On comprendra vite que le but de la réalisatrice Anca Hirte n’est pas de faire découvrir le fonctionnement et la cartographie du monastère, et l’on ne saurait s’y repérer davantage à la fin du film qu’au début. Dès les premiers plans, on sent qu’elle vient avec une idée et un but précis, enregistrer ce parcours vers le mariage à un être sans corps. C’est que son mari à elle, décédé brutalement, est également un corps absent. D’où une fascination pour ces femmes qui souhaitent ou ont souhaité créer un tel cadre conjugal. Anca Hirte arrive donc au monastère avec une lecture concrète qu’elle est bien décidée à faire partager. Plans précis, coupes décidées, enchaînements habiles des séquences bucoliques, sensuelles, oppressives. Sur le corps de Teodora aux longs cheveux, sur le visage plus lisible que les formules ânonnées, se calque un portrait invisible de la réalisatrice : volontaire et symboliste.

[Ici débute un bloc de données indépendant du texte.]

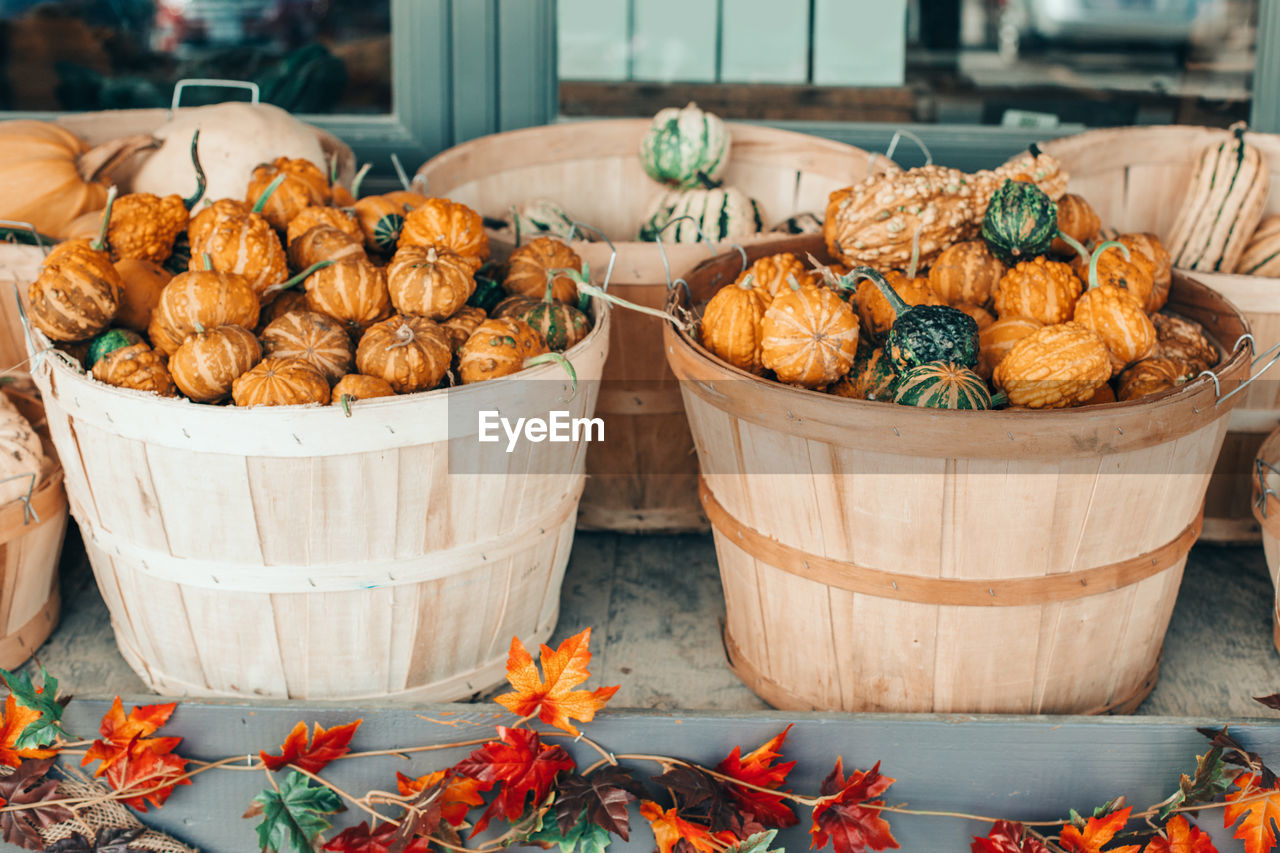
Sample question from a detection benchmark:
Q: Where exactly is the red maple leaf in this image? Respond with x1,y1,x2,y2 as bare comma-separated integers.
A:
0,693,58,767
640,799,737,853
1143,815,1217,853
453,726,576,838
1059,806,1142,853
1222,774,1280,853
969,821,1048,853
257,720,364,774
81,697,191,812
396,770,488,826
809,758,897,853
716,726,800,829
494,628,618,735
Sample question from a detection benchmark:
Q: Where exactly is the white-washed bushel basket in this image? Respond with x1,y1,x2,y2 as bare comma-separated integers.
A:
23,302,609,702
1042,126,1280,544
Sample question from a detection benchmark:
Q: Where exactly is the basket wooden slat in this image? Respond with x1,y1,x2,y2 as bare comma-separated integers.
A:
420,119,887,532
664,238,1249,713
1042,126,1280,544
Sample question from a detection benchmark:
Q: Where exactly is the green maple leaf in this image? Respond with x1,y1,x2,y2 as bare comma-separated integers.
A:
529,812,612,853
244,771,342,853
0,665,70,749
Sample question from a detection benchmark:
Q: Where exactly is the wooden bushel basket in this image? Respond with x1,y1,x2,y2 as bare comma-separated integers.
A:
1041,126,1280,544
22,304,609,702
419,119,887,533
664,238,1249,713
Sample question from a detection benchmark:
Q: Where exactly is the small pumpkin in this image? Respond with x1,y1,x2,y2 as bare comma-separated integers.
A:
640,101,730,190
502,237,582,305
356,314,455,394
929,240,1006,307
396,199,489,262
995,257,1084,325
1050,192,1102,255
458,316,549,386
982,181,1059,266
1071,241,1156,375
893,361,991,410
244,158,333,231
232,357,330,406
387,246,476,320
992,323,1111,409
169,325,262,402
703,275,773,374
760,277,858,388
262,311,355,382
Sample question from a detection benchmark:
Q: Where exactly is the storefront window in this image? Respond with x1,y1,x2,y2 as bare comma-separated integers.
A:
0,0,392,114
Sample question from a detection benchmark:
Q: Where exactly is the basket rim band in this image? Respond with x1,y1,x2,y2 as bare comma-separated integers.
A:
698,476,1204,607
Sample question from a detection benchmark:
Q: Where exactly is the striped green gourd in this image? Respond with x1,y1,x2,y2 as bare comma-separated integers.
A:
893,361,991,410
982,175,1060,266
640,187,764,243
640,101,730,190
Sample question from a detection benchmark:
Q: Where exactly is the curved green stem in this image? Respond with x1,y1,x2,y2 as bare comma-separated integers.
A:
88,183,116,252
1088,240,1129,291
182,128,209,210
252,170,289,213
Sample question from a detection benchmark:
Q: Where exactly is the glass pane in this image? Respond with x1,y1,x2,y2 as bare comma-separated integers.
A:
558,0,1260,128
0,0,390,114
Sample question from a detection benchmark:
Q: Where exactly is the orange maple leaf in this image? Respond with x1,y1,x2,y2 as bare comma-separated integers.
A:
495,628,618,735
1059,806,1142,853
640,799,737,853
396,770,484,826
1142,815,1217,853
1222,774,1280,853
0,693,58,767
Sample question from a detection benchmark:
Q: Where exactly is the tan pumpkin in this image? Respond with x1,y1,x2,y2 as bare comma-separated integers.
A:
995,257,1084,325
147,270,259,356
992,322,1111,409
232,357,329,406
926,240,1006,307
169,325,262,402
458,316,549,384
262,311,355,382
288,225,366,269
760,279,860,388
356,314,453,394
393,199,489,262
244,158,333,231
305,260,392,333
1050,192,1102,255
701,275,768,374
93,343,178,397
502,237,582,305
387,246,476,320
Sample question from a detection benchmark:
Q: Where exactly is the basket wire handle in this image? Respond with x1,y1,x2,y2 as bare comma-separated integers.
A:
0,219,49,255
169,77,262,118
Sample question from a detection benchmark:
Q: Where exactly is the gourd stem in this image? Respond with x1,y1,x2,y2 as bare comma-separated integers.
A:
521,352,577,402
251,172,289,213
847,266,911,316
182,128,209,210
1089,240,1129,291
88,183,116,252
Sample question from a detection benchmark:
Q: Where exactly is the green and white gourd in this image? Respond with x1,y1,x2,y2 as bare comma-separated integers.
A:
640,101,730,190
640,187,764,243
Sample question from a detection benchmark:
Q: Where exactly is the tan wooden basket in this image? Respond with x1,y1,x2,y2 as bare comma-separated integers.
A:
664,238,1249,713
419,119,887,533
23,298,609,702
1042,126,1280,544
0,386,67,670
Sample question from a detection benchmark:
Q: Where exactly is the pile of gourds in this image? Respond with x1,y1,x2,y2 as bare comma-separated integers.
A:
27,133,591,414
701,147,1220,410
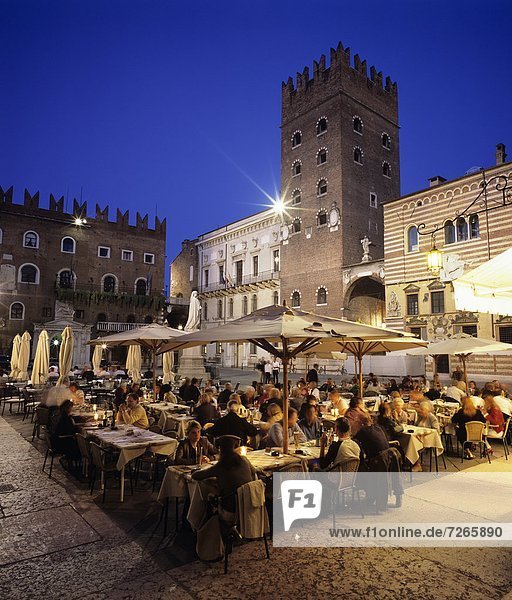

Ce qui frappe immédiatement, c’est la lecture charnelle du quotidien de ces femmes, et du rapport à Jésus. Les choix de mise en scène y poussent plus que clairement. Lorsqu’il s’agit des textes récités ou chantés, des rituels, par les objets ou les gestes qui les entourent, admettons la qualification de lecture objective, si l’on met de côté le choix et l’enchaînement de ces séquences. Mais Anca Hirte ajoute des cadrages en gros plan et un montage plutôt rapide qui augmente la sensualité. Les cheveux frémissent sur la nuque ou sous le peigne, la caméra colle à la bouche fervente, aux expressions, attrape des bouts de peau entre deux mouvements de voiles. Tout au long du film, à mesure qu’approche la cérémonie, le corps et les paroles sont ainsi constamment orientés. Comme la durée réelle des jours est évacuée, qu’on les imagine plutôt lents, que chaque action de Teodora ou des autres religieuses n’est jamais montrée en entier, la volonté de la réalisatrice de coller un message sur le milieu qu’elle filme devient rapidement gênante. Et l’impression qu’elle refuse de se laisser imprégner de ce monde clos prend le pas sur l’idée que cette sensualité en fait partie. C’est notamment la bonne vieille problématique de la durée des plans qui revient : comme le résumait Depardon à l’époque d’Afriques : comment ça va avec la douleur ? (1996), seuls les (très) longs plans peuvent transmettre la vérité. La dialectique qui entoure Teodora pécheresse l’étouffe, empêche le spectateur d’être actif, sinon en résistant au message. D’autant que le film ne va pas au bout de son idée. On ne verra pas de crise, pas de concrétisation des doutes palpables de Teodora, encore moins d’éclatement. La seule violence qui conclut le film est celle de la belle scène de la cérémonie, encore qu’également rattachable à l’anticléricalisme de la réalisatrice. Les gestes y sont extrêmement codifiés, Teodora est soumise au rituel sous les gestes de ceux qui l’entourent, jusqu’à la coupe de ses cheveux, l’adieu au corps. Quitte à baigner dans le symbolisme, on aurait aimé avoir le contrepoint des petites mères, de celles qui ont vécu ce mariage, et de celles qui l’ont rompu. Parce que, à ce stade, les gestes inconscients ne tiennent plus seuls, et qu’une frontalité aurait pu rétablir un peu d’autonomie aux images. Dommage.